Ileana Hinojosa, MLA, LMFT – www.themindfullife.net

Sally LeBoy

The only time I personally ever characterized a failed relationship as “the one that got away” was with I man I met in graduate school.

He didn’t leave me; I left him. He was a great guy, but not cool enough for me at that immature time in my life. Looking back, which I did a lot, I thought about how stupid I was to not be able to appreciate his many great qualities. He really had a lot of them.

I think about the one who got away as an exercise in looking backwards.

You can’t really know that he was the one that got away until he’s gone. Then you can look back at what happened, probably with regret as I did.

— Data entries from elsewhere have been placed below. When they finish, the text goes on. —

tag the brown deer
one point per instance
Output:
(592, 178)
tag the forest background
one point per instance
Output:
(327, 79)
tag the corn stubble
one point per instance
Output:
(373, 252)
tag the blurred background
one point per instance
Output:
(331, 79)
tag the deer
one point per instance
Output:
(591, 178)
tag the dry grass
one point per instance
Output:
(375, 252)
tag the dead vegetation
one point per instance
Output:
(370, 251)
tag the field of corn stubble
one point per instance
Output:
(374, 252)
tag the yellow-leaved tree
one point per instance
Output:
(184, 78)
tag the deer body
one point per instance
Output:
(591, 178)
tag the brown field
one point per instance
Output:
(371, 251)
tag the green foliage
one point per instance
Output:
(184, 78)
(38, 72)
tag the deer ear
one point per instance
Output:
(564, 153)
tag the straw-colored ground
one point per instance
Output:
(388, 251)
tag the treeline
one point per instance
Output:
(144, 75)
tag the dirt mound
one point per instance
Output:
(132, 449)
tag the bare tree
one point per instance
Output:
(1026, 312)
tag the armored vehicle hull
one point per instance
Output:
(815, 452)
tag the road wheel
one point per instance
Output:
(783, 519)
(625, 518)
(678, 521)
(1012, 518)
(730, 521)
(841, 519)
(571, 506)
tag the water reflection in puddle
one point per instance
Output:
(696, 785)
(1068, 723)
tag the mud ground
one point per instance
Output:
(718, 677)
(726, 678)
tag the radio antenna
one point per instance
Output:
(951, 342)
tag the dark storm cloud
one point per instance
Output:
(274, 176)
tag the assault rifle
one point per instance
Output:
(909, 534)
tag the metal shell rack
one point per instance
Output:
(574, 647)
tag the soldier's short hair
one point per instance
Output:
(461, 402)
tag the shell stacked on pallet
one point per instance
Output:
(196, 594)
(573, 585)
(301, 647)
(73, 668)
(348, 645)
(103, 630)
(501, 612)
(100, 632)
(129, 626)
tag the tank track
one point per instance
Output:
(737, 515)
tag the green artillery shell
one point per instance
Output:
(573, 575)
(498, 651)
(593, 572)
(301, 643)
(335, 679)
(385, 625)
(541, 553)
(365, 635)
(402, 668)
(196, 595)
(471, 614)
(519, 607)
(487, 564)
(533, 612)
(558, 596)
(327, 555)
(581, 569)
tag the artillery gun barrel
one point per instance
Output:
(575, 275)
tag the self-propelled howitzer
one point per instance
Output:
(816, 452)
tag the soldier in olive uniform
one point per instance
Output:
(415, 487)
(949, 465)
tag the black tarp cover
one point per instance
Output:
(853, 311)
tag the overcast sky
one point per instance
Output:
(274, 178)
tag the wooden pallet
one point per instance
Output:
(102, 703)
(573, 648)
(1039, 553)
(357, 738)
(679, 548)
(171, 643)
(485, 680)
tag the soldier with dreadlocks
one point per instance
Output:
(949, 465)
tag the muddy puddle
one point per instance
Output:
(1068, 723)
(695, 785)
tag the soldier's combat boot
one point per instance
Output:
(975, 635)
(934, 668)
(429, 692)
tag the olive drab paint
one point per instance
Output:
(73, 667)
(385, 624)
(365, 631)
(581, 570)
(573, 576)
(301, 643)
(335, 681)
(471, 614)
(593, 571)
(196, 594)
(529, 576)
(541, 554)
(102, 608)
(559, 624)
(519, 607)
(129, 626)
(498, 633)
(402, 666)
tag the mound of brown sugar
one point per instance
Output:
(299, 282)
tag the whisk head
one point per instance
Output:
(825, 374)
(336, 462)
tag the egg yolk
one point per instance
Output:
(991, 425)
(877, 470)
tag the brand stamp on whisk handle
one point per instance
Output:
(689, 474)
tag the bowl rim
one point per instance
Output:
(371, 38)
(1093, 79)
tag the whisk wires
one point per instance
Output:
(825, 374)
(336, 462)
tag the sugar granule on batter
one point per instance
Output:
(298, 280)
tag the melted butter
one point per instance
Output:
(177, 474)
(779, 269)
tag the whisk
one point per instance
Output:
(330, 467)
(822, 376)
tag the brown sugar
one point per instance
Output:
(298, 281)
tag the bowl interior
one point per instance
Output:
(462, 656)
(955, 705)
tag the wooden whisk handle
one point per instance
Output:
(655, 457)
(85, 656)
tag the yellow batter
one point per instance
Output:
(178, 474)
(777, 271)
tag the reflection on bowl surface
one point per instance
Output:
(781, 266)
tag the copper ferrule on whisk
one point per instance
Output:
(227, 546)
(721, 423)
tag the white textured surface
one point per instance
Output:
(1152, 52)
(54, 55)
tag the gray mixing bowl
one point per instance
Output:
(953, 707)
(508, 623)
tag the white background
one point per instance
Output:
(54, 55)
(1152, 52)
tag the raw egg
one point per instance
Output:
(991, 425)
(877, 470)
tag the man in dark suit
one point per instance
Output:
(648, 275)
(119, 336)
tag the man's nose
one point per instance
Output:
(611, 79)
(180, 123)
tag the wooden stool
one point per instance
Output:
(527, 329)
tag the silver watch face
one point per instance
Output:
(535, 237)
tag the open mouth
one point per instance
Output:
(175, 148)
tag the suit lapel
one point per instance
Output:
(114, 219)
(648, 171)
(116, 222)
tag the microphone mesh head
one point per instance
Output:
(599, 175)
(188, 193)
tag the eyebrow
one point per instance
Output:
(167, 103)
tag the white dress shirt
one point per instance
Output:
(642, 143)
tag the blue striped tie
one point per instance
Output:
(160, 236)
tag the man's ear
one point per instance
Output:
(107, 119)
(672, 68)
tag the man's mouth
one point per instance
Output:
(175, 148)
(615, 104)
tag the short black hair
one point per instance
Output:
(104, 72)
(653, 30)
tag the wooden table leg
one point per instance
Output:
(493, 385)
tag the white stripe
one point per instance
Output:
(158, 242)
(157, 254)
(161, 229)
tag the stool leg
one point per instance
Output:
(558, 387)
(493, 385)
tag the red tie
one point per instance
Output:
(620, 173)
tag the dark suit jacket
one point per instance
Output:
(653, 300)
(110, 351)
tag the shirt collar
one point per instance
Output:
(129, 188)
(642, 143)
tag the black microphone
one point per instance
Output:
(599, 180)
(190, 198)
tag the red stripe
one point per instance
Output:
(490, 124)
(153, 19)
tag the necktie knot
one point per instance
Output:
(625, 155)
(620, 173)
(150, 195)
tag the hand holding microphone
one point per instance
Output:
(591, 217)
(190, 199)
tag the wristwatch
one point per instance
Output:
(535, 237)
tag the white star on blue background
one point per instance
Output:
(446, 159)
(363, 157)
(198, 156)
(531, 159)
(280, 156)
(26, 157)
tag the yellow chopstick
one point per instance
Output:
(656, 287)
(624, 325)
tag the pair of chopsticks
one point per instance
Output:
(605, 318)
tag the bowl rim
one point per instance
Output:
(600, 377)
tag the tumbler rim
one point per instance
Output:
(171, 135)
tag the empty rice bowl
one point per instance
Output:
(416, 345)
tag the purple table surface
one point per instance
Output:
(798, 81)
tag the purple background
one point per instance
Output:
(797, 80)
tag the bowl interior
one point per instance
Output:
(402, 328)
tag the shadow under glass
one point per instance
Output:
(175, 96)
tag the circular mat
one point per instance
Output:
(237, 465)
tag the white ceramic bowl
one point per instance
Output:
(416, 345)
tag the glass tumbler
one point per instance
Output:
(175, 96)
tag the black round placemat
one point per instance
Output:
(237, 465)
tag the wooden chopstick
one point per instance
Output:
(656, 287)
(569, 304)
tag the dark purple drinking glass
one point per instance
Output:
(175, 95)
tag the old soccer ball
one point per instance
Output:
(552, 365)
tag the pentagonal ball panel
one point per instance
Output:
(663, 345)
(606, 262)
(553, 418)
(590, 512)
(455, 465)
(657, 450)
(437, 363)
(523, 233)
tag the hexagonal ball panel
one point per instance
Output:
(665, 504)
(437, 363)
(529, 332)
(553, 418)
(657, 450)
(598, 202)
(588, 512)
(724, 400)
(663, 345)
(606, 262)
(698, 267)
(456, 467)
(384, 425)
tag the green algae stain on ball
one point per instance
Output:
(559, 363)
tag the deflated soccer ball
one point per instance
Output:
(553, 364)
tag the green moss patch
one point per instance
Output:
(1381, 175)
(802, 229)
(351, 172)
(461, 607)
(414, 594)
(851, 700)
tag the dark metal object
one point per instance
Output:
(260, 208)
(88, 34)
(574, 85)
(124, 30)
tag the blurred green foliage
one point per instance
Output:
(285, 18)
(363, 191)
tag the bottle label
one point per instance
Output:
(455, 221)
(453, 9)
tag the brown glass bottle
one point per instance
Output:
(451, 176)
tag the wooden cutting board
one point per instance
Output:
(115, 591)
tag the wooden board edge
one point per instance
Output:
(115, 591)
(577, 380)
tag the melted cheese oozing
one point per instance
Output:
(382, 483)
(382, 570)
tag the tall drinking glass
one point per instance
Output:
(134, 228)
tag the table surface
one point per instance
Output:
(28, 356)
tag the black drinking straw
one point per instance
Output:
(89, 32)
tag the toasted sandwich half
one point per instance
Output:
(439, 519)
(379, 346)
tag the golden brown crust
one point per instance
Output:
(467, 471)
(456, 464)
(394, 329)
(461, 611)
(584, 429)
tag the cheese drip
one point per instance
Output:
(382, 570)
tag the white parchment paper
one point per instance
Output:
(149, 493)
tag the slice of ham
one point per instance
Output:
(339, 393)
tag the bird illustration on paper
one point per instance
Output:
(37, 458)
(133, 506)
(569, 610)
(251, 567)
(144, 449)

I beat myself up about this relationship for a while. But then I realized that I couldn’t be any more mature than I was. I think it’s mostly true that we all do the best that we can in life. Looking back, that might not look very good, but if you knew then what you know now, you would have made different choices.

That “failed” relationship is part of what has contributed to who I am today.

Because I regretted my decision so much, I really thought about it and tried to learn from it. You only get so many great guy opportunities in life and I didn’t want to blow it again!

Nobody “gets away”

Either the relationship didn’t have enough juice to sustain itself, they leave you or you leave them. I think getting over it is a process of grieving if it was a big loss and then examining it to learn something from it.

All of our relationships have the potential to teach us something about ourselves.

Even if you look back and decide that the guy was a big loser, you can try to figure out why you chose him in the first place. You can look at what part you played in both the creation of the relationship and its demise. This isn’t about beating yourself up (you did the best you could); it’s about learning enough to not repeat the same mistakes. It’s about learning to make better choices and learning how to better manage yourself in the next relationship.